The moves come just as the Englewood, Colo.-based Baby Bell
is making an even more daring strategic play: a proposed $37 billion merger with
Bermuda-based fiber optic network builder Global Crossing Ltd.

The Global Crossing deal would create a service provider
geared to offer broadband local and long-distance voice and data services both
domestically and internationally.

While that deal, announced last week, could accelerate
global deployment of services such as DSL in the long term, U S West for now is betting
that pent-up demand in its 14-state domestic region can be unleashed through cheaper
pricing and by broadening the product's geographic reach.

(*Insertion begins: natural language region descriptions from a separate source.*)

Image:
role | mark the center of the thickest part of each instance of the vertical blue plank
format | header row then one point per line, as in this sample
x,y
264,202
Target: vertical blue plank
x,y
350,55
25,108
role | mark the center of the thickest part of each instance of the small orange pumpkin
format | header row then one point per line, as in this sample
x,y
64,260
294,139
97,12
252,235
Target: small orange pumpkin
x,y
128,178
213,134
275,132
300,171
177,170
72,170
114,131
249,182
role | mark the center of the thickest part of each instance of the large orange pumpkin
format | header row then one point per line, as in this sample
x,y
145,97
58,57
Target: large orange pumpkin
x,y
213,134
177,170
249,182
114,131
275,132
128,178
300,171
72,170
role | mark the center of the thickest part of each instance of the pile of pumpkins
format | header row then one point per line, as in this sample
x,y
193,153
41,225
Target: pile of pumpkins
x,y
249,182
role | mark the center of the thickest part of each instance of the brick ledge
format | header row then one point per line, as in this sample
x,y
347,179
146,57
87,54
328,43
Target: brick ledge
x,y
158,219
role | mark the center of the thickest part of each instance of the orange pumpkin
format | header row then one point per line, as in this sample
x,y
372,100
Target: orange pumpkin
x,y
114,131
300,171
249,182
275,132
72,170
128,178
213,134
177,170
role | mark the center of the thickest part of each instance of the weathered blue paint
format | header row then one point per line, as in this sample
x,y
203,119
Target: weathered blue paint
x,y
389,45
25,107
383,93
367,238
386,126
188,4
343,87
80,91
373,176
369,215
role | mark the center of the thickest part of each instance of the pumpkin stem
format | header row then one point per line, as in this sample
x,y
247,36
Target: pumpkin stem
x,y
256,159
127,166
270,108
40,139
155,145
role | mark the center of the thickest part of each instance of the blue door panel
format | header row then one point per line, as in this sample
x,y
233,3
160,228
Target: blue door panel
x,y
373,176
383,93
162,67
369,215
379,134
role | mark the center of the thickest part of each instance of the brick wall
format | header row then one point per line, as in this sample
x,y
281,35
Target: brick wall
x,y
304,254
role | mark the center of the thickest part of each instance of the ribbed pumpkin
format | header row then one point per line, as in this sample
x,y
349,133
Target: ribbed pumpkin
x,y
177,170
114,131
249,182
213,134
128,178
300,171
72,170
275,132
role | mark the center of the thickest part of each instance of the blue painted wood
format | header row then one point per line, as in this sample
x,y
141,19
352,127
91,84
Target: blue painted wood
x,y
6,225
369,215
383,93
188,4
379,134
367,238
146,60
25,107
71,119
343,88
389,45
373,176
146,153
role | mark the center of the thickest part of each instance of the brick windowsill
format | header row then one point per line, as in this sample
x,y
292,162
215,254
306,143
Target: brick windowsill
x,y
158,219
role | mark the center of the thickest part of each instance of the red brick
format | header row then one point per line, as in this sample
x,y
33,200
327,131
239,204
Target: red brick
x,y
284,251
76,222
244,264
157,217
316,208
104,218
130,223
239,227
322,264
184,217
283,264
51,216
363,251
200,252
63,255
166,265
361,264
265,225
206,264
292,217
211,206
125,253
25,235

The campaign tries to address some of the criticisms
analysts have leveled at DSL, including pricing that was often higher than that of
cable-modem service; the need for truck rolls to complete many installations, and
technical hurdles that generally limited service availability to customers within about
three miles of phone company central offices.

"From a technology perspective, DSL can work,"
broadband analyst and Kinetic Strategies Inc. president Michael Harris said. "The
question is from an operations and business-case perspective, actually deploying it and
making it work as a business."

One of the earliest regional Bell operating companies to
deploy DSL, U S West cut the rate for its low-end, 256-kilobit-per-second asymmetrical DSL
service, dubbed "MegaBit," by 25 percent, to $29.95 monthly, or $47.90 when
bundled with its Internet-access service.

That rate is in line with pricing for other RBOC DSL
offerings, and it brings the service closer to cable-modem service costs of about $40 to
$45 per month.

U S West also rolled out a raft of other initiatives,
including plans to add 35 to 40 more central offices that support MegaBit, primarily in
the 40-plus cities where the service is already available.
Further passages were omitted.